Approved October 24, 2003
Supplements System Policy 7.01 and System Policy 33.04


1.1 The Texas A&M University System Health Science Center’s electronic information resources are vital academic and administrative state assets that require appropriate safeguards. Information resources include all computer and telecommunications hardware, software, and networks owned, leased or operated by the Health Science Center as well as the information stored therein.

1.2 The Health Science Center will make every effort to protect all data and information technology resources in accordance with the Texas Department of Information Resources information security standards, and guidelines published in the Texas Administrative Code. The Health Science Center is also bound by federal requirements such as the Federal Trade Commission rules regarding the safeguarding of customer information, as well as federal laws relating to privacy of student information and protection of employee and patient health records.

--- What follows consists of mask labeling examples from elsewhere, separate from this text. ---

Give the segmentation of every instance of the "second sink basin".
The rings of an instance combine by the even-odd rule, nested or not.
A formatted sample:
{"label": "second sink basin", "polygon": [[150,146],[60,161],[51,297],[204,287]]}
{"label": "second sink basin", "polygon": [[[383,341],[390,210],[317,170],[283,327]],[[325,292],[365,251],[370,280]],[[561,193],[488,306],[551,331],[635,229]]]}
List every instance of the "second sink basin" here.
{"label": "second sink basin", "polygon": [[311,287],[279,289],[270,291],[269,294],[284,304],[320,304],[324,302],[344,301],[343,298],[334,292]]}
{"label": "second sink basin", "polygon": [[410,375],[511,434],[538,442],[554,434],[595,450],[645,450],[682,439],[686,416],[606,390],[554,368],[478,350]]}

2.1 The business or purpose of the Health Science Center is defined by its missions, and information resources are to be used in support of those missions. All persons who have access to and use of HSC information resources, other than resources made available to the public in general, must comply with this Rule and with applicable laws and regulations relating to information resources of state agencies.

2.2 There are many issues associated with information resources, not all of which are addressed by this Rule. Additional information is available in the Texas A&M; System Policy 7.01 on Ethics, and in System Policy 33.04 Use of System Property. Protocols related to technical standards are also available on the Health Science Center’s information technology website.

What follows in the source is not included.